I don’t want to continue down this path ~ I want to FULLY recover. 

I want to get to the real finish line, not just to the place I am now where I feel generally okay.  I don’t want to be average, I want to be exceptional.  I want to live to my fullest potential, to recognize all of my dreams and to feel confident in myself.  I want to be happy.

Superhero homework

I am fighting again.  I took two weeks off, and now I’m back on board.  This week is going to be extremely difficult, because I have to fight my apathy and my BDD.  I am so close to being recovered, but that doesn’t mean I can stop the fight ~ I have to continue punching my BDD in the face until I cross the finish line.

I am not allowed to pick this week.  I know what is going to happen ~ I am going to experience intense anxiety.  There will be frustration, tears, nausea, headaches and feelings of weakness.  I am going to want to pick, I am going to be fighting against myself in order to move forward.

My BDD is going to wrestle me with all its might to get me to the mirror, to grab the tweezers, to squeeze and pick and prod at my pores until I’m back at square one.
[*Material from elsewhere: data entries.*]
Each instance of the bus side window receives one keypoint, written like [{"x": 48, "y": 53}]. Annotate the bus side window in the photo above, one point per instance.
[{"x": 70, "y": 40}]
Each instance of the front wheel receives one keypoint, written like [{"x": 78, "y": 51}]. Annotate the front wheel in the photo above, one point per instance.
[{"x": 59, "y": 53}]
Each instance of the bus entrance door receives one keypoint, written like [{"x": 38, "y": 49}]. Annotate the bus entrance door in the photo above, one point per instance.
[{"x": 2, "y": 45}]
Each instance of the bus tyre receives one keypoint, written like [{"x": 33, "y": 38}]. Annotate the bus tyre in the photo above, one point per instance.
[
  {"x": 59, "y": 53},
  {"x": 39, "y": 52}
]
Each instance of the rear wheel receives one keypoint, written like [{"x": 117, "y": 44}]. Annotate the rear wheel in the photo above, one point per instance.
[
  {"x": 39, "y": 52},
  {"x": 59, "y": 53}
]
This week is going to make or break me.  I refuse to give in. I’m going to win.

I’ll keep you all updated.  If you are at this point in your recovery as well, please join me.  We can fight together :) 

Behind the curtain


I’ve been putting off writing this post a bit.  Even though I have a public blog and am clearly open about my body image issues, it is still hard for me to talk about sometimes.  BDD is extremely under-diagnosed, simply because people who suffer from the disorder often feel too ashamed to discuss their symptoms (and therefore never receive an actual diagnosis).  Well, the shame has not fully disappeared for me yet.  I want to be open about my experiences and the recovery process, but I often worry that people are laughing at me behind my back, or that they say they understand when they really have no idea. 

Putting yourself out there is hard, and this post has been especially tough for me to start.  It is really going to open up my inner world of crazy.  However, I have to remind myself that I’m not doing this for me.  I’m doing this for everyone else who is suffering.  I’m doing this for anyone who feels ashamed because they don’t understand where their symptoms are coming from and why they can’t stop their compulsions.  I want others to see that they are not alone.
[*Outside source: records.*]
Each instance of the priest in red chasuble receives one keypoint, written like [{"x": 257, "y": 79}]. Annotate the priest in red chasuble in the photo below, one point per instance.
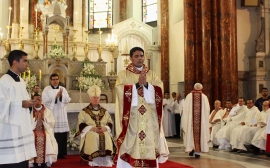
[
  {"x": 94, "y": 127},
  {"x": 195, "y": 122},
  {"x": 138, "y": 114},
  {"x": 45, "y": 142}
]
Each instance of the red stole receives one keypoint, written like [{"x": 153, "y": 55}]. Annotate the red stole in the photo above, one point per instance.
[
  {"x": 196, "y": 113},
  {"x": 40, "y": 137},
  {"x": 125, "y": 122}
]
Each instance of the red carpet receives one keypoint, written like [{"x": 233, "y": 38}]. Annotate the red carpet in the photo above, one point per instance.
[{"x": 73, "y": 161}]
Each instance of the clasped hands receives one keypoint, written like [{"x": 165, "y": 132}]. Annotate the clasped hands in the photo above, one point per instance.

This is what it looks like

I’m standing in only a towel, having just stepped out of the shower.  Drops of water roll down my skin and fall from my hair.  I have already made my way to the mirror, and am staring at my face.  With all of my makeup washed off, I can see every imperfection.  There are too many to count.  It is overwhelming. 
I can see each pore that is clogged, every section of skin that seems ready to burst with acne, each ingrown hair or hair that need to be plucked.  I can see lines and indentations ~ some are there naturally, and some are scars from past picking episodes.  Everything about my face is ugly, and I know I have to fix it.  I need to do something. 
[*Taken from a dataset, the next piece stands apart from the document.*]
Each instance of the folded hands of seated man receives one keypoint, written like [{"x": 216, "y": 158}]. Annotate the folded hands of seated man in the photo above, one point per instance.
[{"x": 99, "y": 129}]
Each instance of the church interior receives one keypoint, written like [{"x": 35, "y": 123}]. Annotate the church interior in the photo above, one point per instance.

My first step is to grab a washcloth and run it quickly under the faucet.  I have learned from hundreds of similar episodes that a damp washcloth removes excess skin better than a dry or soaking wet one. 

I begin rubbing the washcloth over my face in small, frantic circles, starting at my forehead and moving around my face.  I am not just trying to exfoliate the dry skin, but am also hoping that this process will somehow clean deep into my pores, removing breakouts and erasing my scars.  It never does, but I try anyway.  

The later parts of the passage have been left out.